Segundo ele, o desenvolvimento no município abre possibilidades não só para os entusiastas dos jogos, mas para outros setores da economia local. A abordagem foi desenvolvida durante as palestras e formas de aproveitar a interação dos jogos para gerar engajamentos com notícias, produtos ou marcas.

Campo para explorar
Jogos voltados ao mercado independente ou para portáteis são os campos mais acessíveis para os futuros desenvolvedores locais. O motivo está na facilidade de distribuição e custos envolvidos. A produção em língua inglesa, afirma, amplia a abrangência de possíveis projetos locais. “Hoje, um jogo produzido em Brusque poderia ser distribuído para o mundo inteiro”.
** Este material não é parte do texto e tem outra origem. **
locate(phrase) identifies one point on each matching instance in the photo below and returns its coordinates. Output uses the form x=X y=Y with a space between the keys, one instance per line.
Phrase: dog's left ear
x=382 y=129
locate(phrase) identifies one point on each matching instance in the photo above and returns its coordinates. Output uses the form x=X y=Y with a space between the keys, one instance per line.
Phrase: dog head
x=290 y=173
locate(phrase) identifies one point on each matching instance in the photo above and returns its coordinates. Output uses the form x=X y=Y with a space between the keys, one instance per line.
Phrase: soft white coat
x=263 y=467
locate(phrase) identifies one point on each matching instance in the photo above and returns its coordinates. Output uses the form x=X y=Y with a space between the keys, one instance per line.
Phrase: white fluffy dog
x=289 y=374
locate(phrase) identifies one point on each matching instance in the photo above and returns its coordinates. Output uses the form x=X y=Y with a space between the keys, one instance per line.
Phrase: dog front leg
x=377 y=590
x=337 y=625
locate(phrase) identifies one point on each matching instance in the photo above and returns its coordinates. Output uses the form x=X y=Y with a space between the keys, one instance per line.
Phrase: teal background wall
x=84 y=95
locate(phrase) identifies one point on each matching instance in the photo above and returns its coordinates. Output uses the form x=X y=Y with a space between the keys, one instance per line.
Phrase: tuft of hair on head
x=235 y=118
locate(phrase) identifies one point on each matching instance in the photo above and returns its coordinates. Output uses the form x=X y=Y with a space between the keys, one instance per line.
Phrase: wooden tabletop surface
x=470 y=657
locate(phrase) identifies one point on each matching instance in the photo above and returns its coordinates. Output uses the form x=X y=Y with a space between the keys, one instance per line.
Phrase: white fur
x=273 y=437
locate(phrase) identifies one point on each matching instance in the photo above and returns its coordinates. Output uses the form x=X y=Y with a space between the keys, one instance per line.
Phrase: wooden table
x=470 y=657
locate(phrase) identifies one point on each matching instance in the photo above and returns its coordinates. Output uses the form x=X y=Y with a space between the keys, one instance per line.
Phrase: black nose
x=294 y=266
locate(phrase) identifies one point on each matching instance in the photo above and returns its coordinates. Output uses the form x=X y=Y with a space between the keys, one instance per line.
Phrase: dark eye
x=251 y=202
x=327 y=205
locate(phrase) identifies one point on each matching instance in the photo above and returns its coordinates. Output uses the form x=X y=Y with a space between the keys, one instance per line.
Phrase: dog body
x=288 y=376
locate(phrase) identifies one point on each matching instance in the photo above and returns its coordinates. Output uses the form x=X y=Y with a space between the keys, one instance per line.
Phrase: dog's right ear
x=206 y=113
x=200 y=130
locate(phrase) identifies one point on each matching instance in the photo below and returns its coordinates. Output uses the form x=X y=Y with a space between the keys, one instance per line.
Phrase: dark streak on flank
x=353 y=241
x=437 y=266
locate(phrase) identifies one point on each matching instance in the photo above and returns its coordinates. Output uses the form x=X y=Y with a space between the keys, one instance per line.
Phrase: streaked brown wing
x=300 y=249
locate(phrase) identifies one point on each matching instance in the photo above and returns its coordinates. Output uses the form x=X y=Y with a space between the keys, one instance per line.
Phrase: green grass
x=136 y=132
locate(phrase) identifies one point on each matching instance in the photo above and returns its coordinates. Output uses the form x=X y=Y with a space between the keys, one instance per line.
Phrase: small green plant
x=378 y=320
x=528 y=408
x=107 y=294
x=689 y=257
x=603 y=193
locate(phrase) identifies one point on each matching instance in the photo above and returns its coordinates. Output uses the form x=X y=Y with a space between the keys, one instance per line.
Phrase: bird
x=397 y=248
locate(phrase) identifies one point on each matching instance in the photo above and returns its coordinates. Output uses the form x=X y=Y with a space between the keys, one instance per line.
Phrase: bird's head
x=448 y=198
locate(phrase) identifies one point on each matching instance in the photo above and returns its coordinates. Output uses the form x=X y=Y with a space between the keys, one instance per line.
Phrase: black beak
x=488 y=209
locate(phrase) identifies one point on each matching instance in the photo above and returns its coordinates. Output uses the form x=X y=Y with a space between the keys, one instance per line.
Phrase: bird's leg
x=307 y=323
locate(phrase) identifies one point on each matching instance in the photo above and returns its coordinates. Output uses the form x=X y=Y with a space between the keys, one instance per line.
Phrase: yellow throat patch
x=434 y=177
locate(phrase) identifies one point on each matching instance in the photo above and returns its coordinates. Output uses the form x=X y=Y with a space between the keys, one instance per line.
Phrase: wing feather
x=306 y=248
Segundo Merízio, mesmo sem tradição com games, a existência de empresas de produção de softwares voltadas a áreas administrativas e contábeis poderiam aproveitar o setor como forma de variar os produtos oferecidos. Ele acredita que o incentivo aos e-Sports, como a formação da equipe Havan Liberty, possam servir de estímulo para o setor na cidade.

Apesar do perfil atual, o coordenador destaca as diferenças da atuação dos profissionais do ramo em comparação ao de outros setores. Com os serviços de streaming e transmissão de dados, ele indica não haver a necessidade de uma centralização das atividades, fato que abre possibilidades para atuação da cidade em projetos de diferentes regiões.

Mercado descentralizado
O cenário descrito pelo professor é reforçado por representantes de empresas do setor. Cristiano Sieves é gerente de Produto da Playmove, de Blumenau. Ele classifica o momento do mercado de games no Vale do Itajaí como em desenvolvimento. “O Brasil todo e a nossa região estão engatinhando”.

Há quatro anos, a empresa se dedica à criação de jogos para um console próprio, a PlayTable. Desde lá, foram 58 games publicados, todos voltados ao estímulo ao aprendizado de crianças. Os produtos estão disponíveis em mais de 1 mil instituições do país.

Para os projetos, Sieves destaca a presença de 10 profissionais dedicados ao setor. Além deles, é utilizada uma rede de freelancers e 20 estúdios brasileiros, além de Portugal, França e Inglaterra. Em muitos casos, é comum a atuação de empresas com os profissionais em cidades diferentes.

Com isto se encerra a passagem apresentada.